Sonoma County Deputy Public Defender Michael Perry rarely has spare moments in his busy workday. Since late August, a computer program designed to ease his workload stolen away even more of them.

"On a scale of one to 10, what is your level of frustration?" I asked.

"High. Call it a seven," he responded.

Blame a $2.5 million, state-imposed computer court program called Odyssey that has severely slowed the Sonoma County Court System.

"We're roughly 3,000 cases behind," said Perry.

And, he noted, his office loses more ground every day because clerks must enter the data by hand and walk important paper documents from one department to another.

"The old system was integrated and more efficient. So, when the court entered something I could see it immediately," said Perry. "Now it could take days - if we're lucky."

He compared it to flying blind, in some cases.

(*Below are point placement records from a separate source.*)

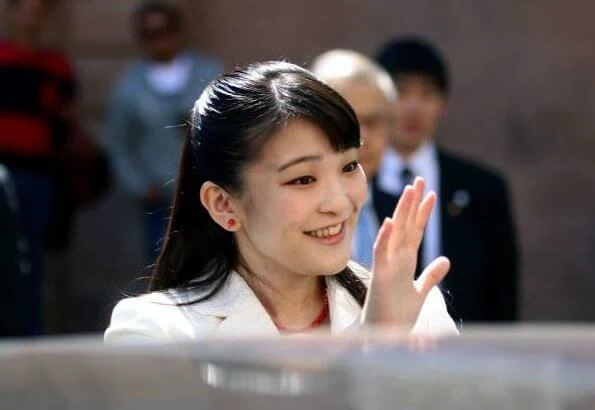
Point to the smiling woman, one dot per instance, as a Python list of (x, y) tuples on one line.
[(258, 243)]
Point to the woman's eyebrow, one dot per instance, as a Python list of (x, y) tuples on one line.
[(299, 160)]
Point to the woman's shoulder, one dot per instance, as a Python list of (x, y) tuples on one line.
[(157, 316), (362, 273)]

Odyssey is the same system that has plagued other court systems. ABC7 News reported similar problems in Alameda County last February. Sonoma County expected to see those things resolved.

"They said those issues would not happen here," said Perry. "They have."

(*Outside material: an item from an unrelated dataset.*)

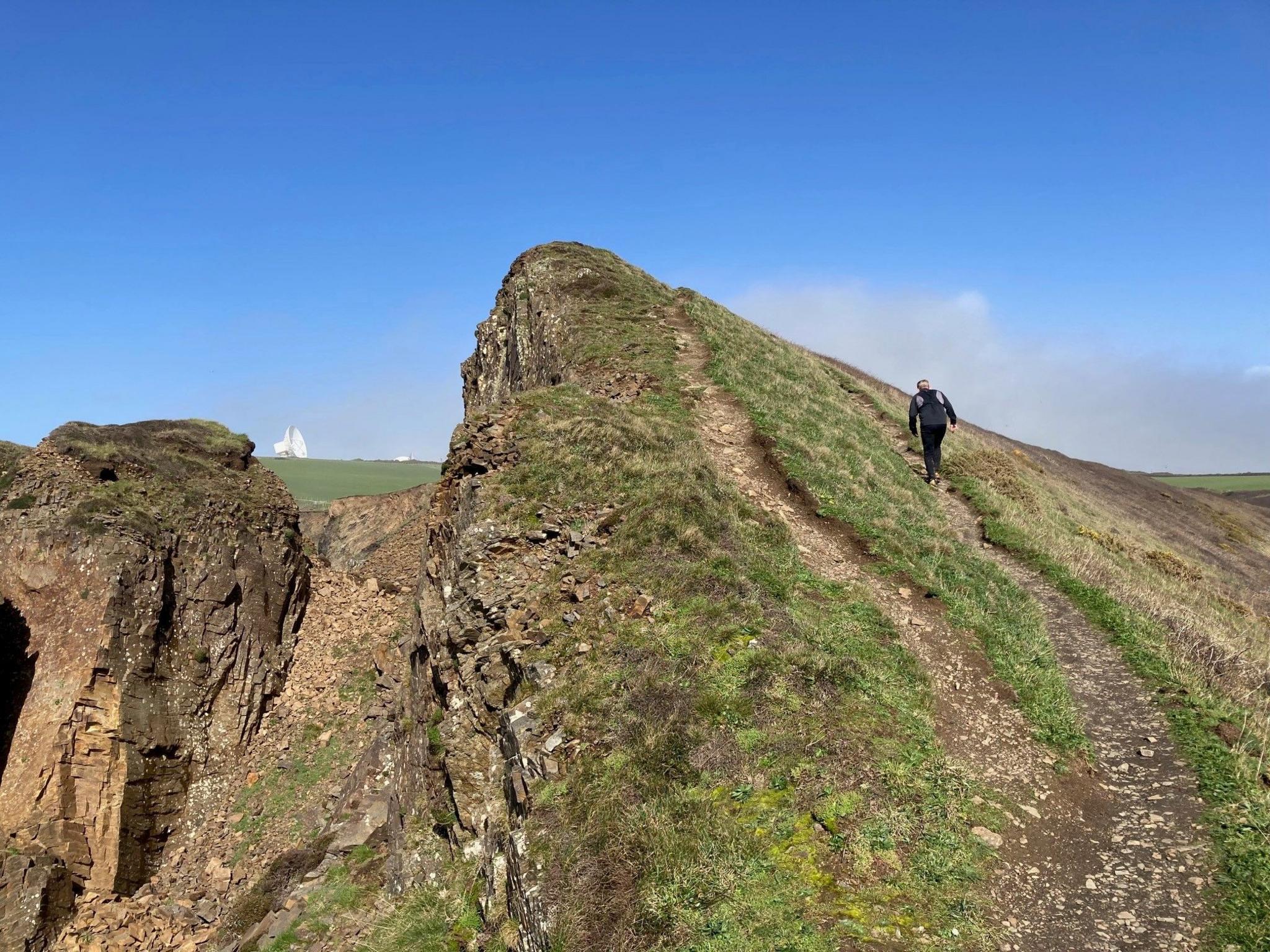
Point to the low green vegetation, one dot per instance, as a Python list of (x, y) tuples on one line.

Sgt. Spencer Crum of the Sheriff's Department, which runs the county jail, said he's aware the staff's concerns.

"The system is goofed up," he said. "We are bringing inmates to court who should not be there that day and leaving behind others who should."

Perry said the Odyssey implementation has led to at least one wrongful arrest. Last week, police took a man into custody because the computer did not show a judge had cleared a bench warrant.

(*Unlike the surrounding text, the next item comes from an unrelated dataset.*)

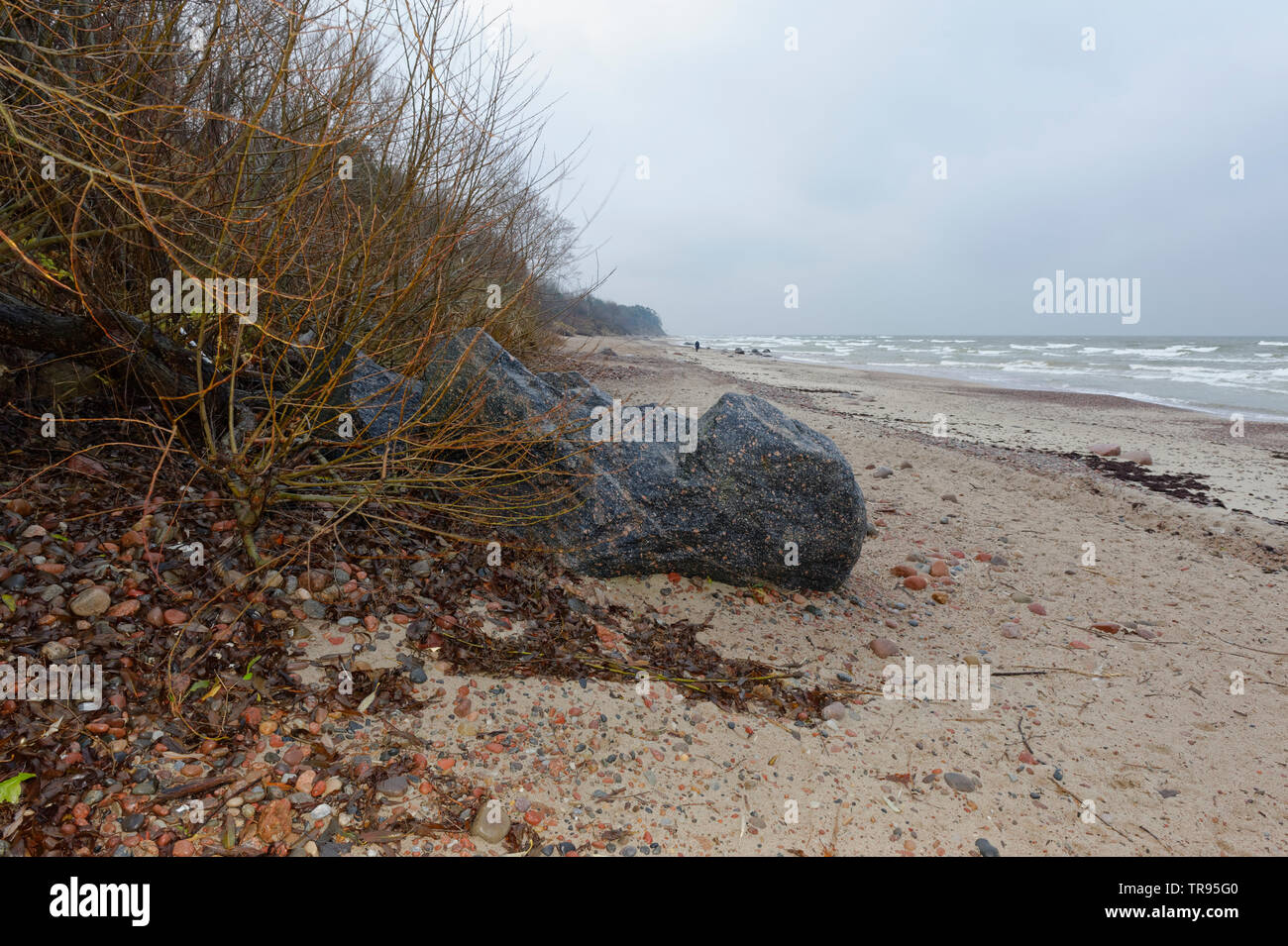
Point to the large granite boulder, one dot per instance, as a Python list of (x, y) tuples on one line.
[(742, 493)]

"He spent two days in jail," said Perry.

Outside the Hall of Justice Friday, Eric Hill told a similar story. After being pulled over, he said, "The officer showed an active warrant that the court had cleared."

Hill could have been arrested, but the officer let him go. "This is ridiculous," he said.

We heard more concerns from Jill Schulze, who missed a court date, last week, while hospitalized.

"Usually, if you don't show, they may come for you," she said. When told that the court may not, yet, have entered her non-appearance into the system she concluded, "Well, that's' a good thing for me. But, until this clears, I won't spend a night in my house."

It is worth reinforcing that Sonoma County did not ask for Odyssey or its woes, but financially, it still bears responsibility for any mistakes.

"If a client is stuck in custody days longer, maybe weeks longer, who will pay for the loss of wages?" asked Perry. "Loss of a house? State courts are not liable. The county would be."

Cindia Martinez, Sonoma County's court assistant administrative officer, did not return calls from ABC7. Earlier, she told the Santa Rosa Press Democrat that her staff is working overtime to catch up with the transition.

Until then, Perry's frustration will remain palpable. "It is one of our key mottos for the people we represent to make sure justice is right, and this is making it harder for us."